Until you decide to move on to the next chapter, here are some observations that I have made of the Man at this Company that you need to be prepared for.

He eats his own boogers. You heard me right. I have personally witnessed it on numerous occasions. I think he thinks that they are medicinal because he is really into super vitamins.

He really likes chicken wings. He is always emailing coupons to the entire office for free or discounted chicken wings. Sometimes we even get emails about chicken wing fun facts. I have no idea why.

He likes to periodically speak with a Chinese accent. Yet again. I have no idea why. He is not Chinese.

He listens to conversations outside of closed offices, and he will read anything that you print out on the printer. Sometimes he will stand at the printer and read, and sometimes he will take your documents back to his office to read and never return the documents to the printer. I always chalked this up to his paranoia about someone taking his company away.

He hates all birthdays, baby announcements, weddings, and especially, Administrative Professionals Day.

He sometimes brings his Doberman pincher to work and will walk this dog through the office using a metal chain as a leash. The dog is very friendly, but when he walks past your office with this dog, it does remind you of a prison guard doing bed check.

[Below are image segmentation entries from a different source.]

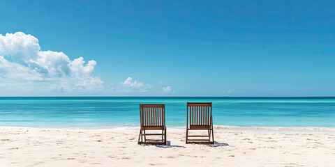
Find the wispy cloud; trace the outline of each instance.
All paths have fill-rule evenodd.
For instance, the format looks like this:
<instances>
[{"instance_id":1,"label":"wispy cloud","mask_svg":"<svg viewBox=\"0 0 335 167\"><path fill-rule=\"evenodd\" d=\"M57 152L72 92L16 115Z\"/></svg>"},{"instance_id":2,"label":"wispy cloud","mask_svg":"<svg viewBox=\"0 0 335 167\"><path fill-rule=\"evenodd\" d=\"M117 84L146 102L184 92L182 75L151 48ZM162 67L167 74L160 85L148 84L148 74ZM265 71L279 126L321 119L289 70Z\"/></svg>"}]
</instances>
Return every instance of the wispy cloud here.
<instances>
[{"instance_id":1,"label":"wispy cloud","mask_svg":"<svg viewBox=\"0 0 335 167\"><path fill-rule=\"evenodd\" d=\"M128 77L124 82L120 83L117 88L117 91L120 92L147 92L153 86L149 84L144 84L142 82L137 82L131 77Z\"/></svg>"},{"instance_id":2,"label":"wispy cloud","mask_svg":"<svg viewBox=\"0 0 335 167\"><path fill-rule=\"evenodd\" d=\"M163 87L163 93L172 93L172 89L171 88L171 87L170 86L168 86L166 87Z\"/></svg>"}]
</instances>

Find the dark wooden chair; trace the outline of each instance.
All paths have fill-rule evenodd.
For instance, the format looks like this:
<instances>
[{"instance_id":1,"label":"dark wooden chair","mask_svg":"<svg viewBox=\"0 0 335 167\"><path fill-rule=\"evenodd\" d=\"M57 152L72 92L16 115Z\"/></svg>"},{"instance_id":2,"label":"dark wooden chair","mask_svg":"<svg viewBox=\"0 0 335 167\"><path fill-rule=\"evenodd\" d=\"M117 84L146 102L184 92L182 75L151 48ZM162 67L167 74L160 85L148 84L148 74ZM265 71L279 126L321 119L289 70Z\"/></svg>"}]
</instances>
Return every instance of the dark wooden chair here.
<instances>
[{"instance_id":1,"label":"dark wooden chair","mask_svg":"<svg viewBox=\"0 0 335 167\"><path fill-rule=\"evenodd\" d=\"M140 116L141 129L138 144L166 145L165 104L140 104ZM149 134L146 131L160 132ZM156 138L158 136L159 139L153 139L152 137L148 138L148 136Z\"/></svg>"},{"instance_id":2,"label":"dark wooden chair","mask_svg":"<svg viewBox=\"0 0 335 167\"><path fill-rule=\"evenodd\" d=\"M187 102L186 122L186 144L214 143L211 102ZM207 130L208 135L188 135L190 130Z\"/></svg>"}]
</instances>

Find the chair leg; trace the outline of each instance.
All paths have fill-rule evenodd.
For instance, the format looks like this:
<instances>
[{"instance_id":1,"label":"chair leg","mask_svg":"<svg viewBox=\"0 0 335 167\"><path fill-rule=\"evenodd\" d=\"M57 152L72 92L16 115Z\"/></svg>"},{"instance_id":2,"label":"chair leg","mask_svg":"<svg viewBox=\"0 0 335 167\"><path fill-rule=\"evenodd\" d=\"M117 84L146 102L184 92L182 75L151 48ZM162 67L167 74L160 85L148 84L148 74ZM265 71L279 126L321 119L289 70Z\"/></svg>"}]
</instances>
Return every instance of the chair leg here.
<instances>
[{"instance_id":1,"label":"chair leg","mask_svg":"<svg viewBox=\"0 0 335 167\"><path fill-rule=\"evenodd\" d=\"M187 144L187 139L188 139L188 129L186 127L186 144Z\"/></svg>"},{"instance_id":2,"label":"chair leg","mask_svg":"<svg viewBox=\"0 0 335 167\"><path fill-rule=\"evenodd\" d=\"M144 134L144 142L147 142L147 135L145 134L145 129L143 129L143 133Z\"/></svg>"},{"instance_id":3,"label":"chair leg","mask_svg":"<svg viewBox=\"0 0 335 167\"><path fill-rule=\"evenodd\" d=\"M164 138L164 144L166 145L166 127L165 127L165 134L164 134L164 136L165 136L165 138Z\"/></svg>"},{"instance_id":4,"label":"chair leg","mask_svg":"<svg viewBox=\"0 0 335 167\"><path fill-rule=\"evenodd\" d=\"M138 135L138 141L137 141L137 144L140 144L140 138L141 138L141 136L142 136L142 135L141 135L141 134L142 134L142 133L141 133L141 132L142 132L142 129L140 129L140 134ZM142 139L142 141L143 141L143 139Z\"/></svg>"}]
</instances>

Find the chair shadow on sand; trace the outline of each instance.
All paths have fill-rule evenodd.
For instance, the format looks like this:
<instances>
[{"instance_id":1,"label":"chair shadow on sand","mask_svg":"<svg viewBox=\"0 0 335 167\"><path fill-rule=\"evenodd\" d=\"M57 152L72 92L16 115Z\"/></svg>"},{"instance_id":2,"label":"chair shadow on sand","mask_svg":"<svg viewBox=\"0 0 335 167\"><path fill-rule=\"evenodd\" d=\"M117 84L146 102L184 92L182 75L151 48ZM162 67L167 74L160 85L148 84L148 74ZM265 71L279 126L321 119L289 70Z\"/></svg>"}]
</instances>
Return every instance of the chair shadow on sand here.
<instances>
[{"instance_id":1,"label":"chair shadow on sand","mask_svg":"<svg viewBox=\"0 0 335 167\"><path fill-rule=\"evenodd\" d=\"M154 145L157 148L186 148L184 146L181 146L181 145L171 145L171 141L166 141L166 145Z\"/></svg>"},{"instance_id":2,"label":"chair shadow on sand","mask_svg":"<svg viewBox=\"0 0 335 167\"><path fill-rule=\"evenodd\" d=\"M208 147L211 148L217 148L217 147L225 147L225 146L229 146L228 143L218 143L216 141L214 141L214 144L208 144L207 145Z\"/></svg>"}]
</instances>

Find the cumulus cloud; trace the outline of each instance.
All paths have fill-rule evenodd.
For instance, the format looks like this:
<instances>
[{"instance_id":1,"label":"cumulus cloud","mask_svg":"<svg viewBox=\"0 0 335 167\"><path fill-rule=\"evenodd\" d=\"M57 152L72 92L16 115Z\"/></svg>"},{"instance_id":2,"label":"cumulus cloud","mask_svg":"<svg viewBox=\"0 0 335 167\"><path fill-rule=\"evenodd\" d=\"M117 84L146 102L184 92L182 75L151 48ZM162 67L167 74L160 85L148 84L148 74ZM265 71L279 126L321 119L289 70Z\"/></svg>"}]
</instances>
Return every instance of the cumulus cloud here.
<instances>
[{"instance_id":1,"label":"cumulus cloud","mask_svg":"<svg viewBox=\"0 0 335 167\"><path fill-rule=\"evenodd\" d=\"M120 83L117 90L120 92L147 92L152 86L137 82L131 77L128 77L124 82Z\"/></svg>"},{"instance_id":2,"label":"cumulus cloud","mask_svg":"<svg viewBox=\"0 0 335 167\"><path fill-rule=\"evenodd\" d=\"M172 89L170 86L163 87L162 89L163 93L171 93L172 91Z\"/></svg>"},{"instance_id":3,"label":"cumulus cloud","mask_svg":"<svg viewBox=\"0 0 335 167\"><path fill-rule=\"evenodd\" d=\"M42 51L31 35L0 34L0 81L6 81L7 87L29 82L38 89L96 90L103 81L92 74L96 65L93 60L85 63L82 57L71 61L62 52Z\"/></svg>"}]
</instances>

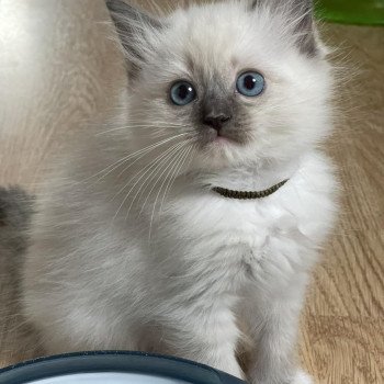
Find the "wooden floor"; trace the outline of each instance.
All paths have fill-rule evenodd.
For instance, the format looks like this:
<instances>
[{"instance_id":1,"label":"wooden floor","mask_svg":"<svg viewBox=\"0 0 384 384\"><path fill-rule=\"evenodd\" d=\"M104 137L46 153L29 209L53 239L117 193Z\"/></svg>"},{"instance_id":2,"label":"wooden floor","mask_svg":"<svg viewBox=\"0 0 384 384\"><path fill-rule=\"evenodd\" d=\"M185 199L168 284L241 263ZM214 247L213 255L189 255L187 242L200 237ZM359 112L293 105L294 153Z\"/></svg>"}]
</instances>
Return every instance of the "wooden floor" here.
<instances>
[{"instance_id":1,"label":"wooden floor","mask_svg":"<svg viewBox=\"0 0 384 384\"><path fill-rule=\"evenodd\" d=\"M105 37L105 20L103 0L0 0L0 185L34 191L52 154L113 103L124 72ZM300 352L318 383L379 384L384 383L384 30L324 30L342 72L340 117L327 146L339 166L342 210L314 274ZM0 365L38 354L18 307L4 304L14 283L10 275L0 281Z\"/></svg>"}]
</instances>

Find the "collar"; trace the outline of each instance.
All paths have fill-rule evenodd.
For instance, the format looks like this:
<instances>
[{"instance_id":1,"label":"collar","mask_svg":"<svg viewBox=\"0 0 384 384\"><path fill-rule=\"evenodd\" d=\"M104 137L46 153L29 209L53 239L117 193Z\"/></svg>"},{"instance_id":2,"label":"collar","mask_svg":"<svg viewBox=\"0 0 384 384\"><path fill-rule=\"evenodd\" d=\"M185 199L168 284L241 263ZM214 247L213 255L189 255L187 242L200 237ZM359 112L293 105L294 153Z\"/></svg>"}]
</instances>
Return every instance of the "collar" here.
<instances>
[{"instance_id":1,"label":"collar","mask_svg":"<svg viewBox=\"0 0 384 384\"><path fill-rule=\"evenodd\" d=\"M221 194L224 197L227 199L237 199L237 200L257 200L257 199L263 199L267 196L270 196L274 192L279 191L286 182L289 179L281 181L280 183L269 188L268 190L264 191L253 191L253 192L247 192L247 191L233 191L233 190L227 190L222 187L214 187L212 191Z\"/></svg>"}]
</instances>

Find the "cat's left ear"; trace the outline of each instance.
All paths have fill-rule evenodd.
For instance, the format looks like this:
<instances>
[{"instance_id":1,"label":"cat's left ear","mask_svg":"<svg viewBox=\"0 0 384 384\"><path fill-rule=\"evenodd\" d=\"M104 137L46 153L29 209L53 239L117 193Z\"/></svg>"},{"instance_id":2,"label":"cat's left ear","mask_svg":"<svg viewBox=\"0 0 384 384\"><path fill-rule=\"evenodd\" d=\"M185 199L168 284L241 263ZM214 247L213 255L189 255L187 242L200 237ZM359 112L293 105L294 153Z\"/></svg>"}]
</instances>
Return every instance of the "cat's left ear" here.
<instances>
[{"instance_id":1,"label":"cat's left ear","mask_svg":"<svg viewBox=\"0 0 384 384\"><path fill-rule=\"evenodd\" d=\"M287 27L296 38L298 49L315 57L321 48L316 35L316 24L313 15L312 0L248 0L251 11L268 8L272 13L280 13L286 19Z\"/></svg>"},{"instance_id":2,"label":"cat's left ear","mask_svg":"<svg viewBox=\"0 0 384 384\"><path fill-rule=\"evenodd\" d=\"M135 76L148 55L153 53L151 41L163 25L159 19L122 0L106 0L106 7L129 61L129 72Z\"/></svg>"}]
</instances>

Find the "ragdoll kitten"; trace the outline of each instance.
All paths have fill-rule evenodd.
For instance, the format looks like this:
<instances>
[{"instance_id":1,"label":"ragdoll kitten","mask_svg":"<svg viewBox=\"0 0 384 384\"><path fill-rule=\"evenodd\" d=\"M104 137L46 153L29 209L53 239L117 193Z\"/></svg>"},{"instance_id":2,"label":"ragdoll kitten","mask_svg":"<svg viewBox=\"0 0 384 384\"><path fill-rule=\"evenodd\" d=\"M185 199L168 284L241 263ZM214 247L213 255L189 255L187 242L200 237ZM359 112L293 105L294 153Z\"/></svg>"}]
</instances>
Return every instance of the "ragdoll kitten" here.
<instances>
[{"instance_id":1,"label":"ragdoll kitten","mask_svg":"<svg viewBox=\"0 0 384 384\"><path fill-rule=\"evenodd\" d=\"M143 350L253 384L310 383L295 340L336 188L317 149L331 78L310 1L167 18L108 5L128 86L117 115L78 134L41 193L27 318L50 353Z\"/></svg>"}]
</instances>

You will periodically see him sweeping the outdoor sidewalk, washing the vacuum cleaner filter, or toting a box of office brand toilet paper to his car to take home.

He cannot stand the sight of men’s toes. It grosses him out, and he will tell you about it.

He usually comes into work around 11:00 am and stays until 5:30 pm. He complains about anyone who leaves work before him.

He likes to talk about his military background and his time in minor league baseball. None of these stories are true. He actually was in ROTC in college, and he used to go watch minor league baseball games.

Above all, he ranks loyalty of employees to the company (i.e. Him) as the most important quality in an employee. Loyalty trumps performance, profit margins, and personal hygiene. So, if you are a lazy, never meet budget, employee with a slight B.O. problem, you will be fine as long as your loyalty to the Company comes first.